I want to set up a new standard: ‘scientific journalism.’ If you publish a paper on DNA, you are required, by all the good biological journals, to submit the data that has informed your research—the idea being that people will replicate it, check it, verify it. So this is something that needs to be done for journalism as well. There is an immediate power imbalance, in that readers are unable to verify what they are being told, and that leads to abuse.

But this DNC dump is a different animal, reeking of the sort of “information vandalism” that anti-secrecy activist Steven Aftergood has accused Assange of perpetrating. These emails were not official documents, they were not created by government employees. The logic of wholesale non-consensual transparency does not apply as cleanly to the email inboxes of political workers who do not act in the name of the citizenry. Yes, the DNC is a powerful institution, and yes, its internal machinations are newsworthy. But innocuous exchanges between DNC employees and their spouses or partners do not become evidence of corruption simply by virtue of their adjacency in a database to more substantive conversations about kneecapping Bernie Sanders. Nor do the Social Security numbers of Democratic donors—even the rich ones!—whose donations are already public in Federal Election Commission databases.
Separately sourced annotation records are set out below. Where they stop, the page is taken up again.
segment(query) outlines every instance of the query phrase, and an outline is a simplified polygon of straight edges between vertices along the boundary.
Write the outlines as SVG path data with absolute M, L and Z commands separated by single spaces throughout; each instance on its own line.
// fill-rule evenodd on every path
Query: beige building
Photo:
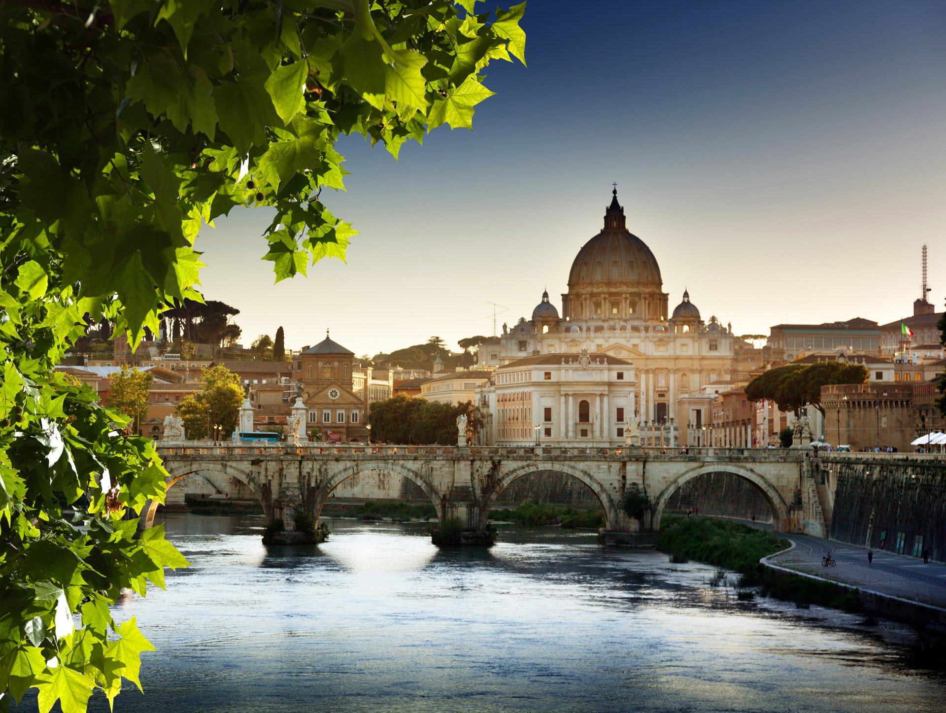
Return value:
M 488 444 L 622 445 L 634 366 L 606 355 L 546 354 L 499 367 L 478 403 Z
M 562 295 L 562 315 L 548 292 L 514 326 L 482 344 L 482 368 L 495 368 L 527 356 L 579 354 L 606 356 L 631 362 L 637 381 L 635 407 L 644 424 L 674 419 L 684 428 L 691 409 L 683 399 L 707 384 L 732 380 L 735 338 L 730 326 L 700 310 L 684 291 L 673 311 L 657 258 L 625 227 L 617 191 L 604 215 L 604 229 L 578 252 Z M 711 401 L 710 401 L 711 403 Z
M 438 373 L 420 385 L 420 395 L 428 401 L 443 404 L 476 403 L 477 389 L 489 381 L 489 372 L 469 372 L 458 367 L 455 372 Z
It’s hard to explain this disregard. It could be some sort of ideological aversion to redacting even the most personal or pointless information. Or it could be a lack of manpower and time: Assange has never shied away from expressing his disdain for Hillary Clinton, and he certainly appears to have deliberately timed the release to maximally disrupt the proceedings of the DNC. It’s unclear how long he has had access to the data, but it could be that time ran out and he decided to publish and be damned. In any case, his failure to apply even his own “war, spying and corruption” to the release makes the whole thing look more like a personal vendetta than journalism, scientific or otherwise.


When contacted for comment, a spokesperson for Julian Assange, the publisher and creator of WikiLeaks, referred Gizmodo to the WikiLeaks Twitter page and his interview with DemocracyNow.

“Often it’s the case that we have to do a lot of exploration and marketing of the material we publish ourself to get a big political impact for it,” Assange told DemocracyNow. “But in this case we knew because of the impending DNC and the degree of interest in the U.S. election we didn’t need to establish partnerships with the New York Times or the Washington Post.”


According to Glenn Greenwald, the journalist who won a Pulitzer Prize for his work on Edward Snowden’s NSA documents, it is now harder than ever to defend WikiLeaks.

“I used to defend WikiLeaks all the time on the grounds that they were not indiscriminate dumpers of information,” Greenwald told Slate. “They were carefully protecting people’s reputations. And they have changed their view on that—and no longer believe, as Julian says, in redacting any information of any kind for any reason—and I definitely do not agree with that approach and think that they can be harmful to innocent people or other individuals in ways that I don’t think is acceptable.”


WikiLeaks was once a grand idea—a way to protect vulnerable sources while helping important information find its way to the public. Its successes changed the history of journalism. But the dream of scientific journalism has devolved into an egomaniacal campaign of attention-seeking, and a political war waged with documents Assange almost certainly received from Russian-backed hackers looking to influence the U.S. election.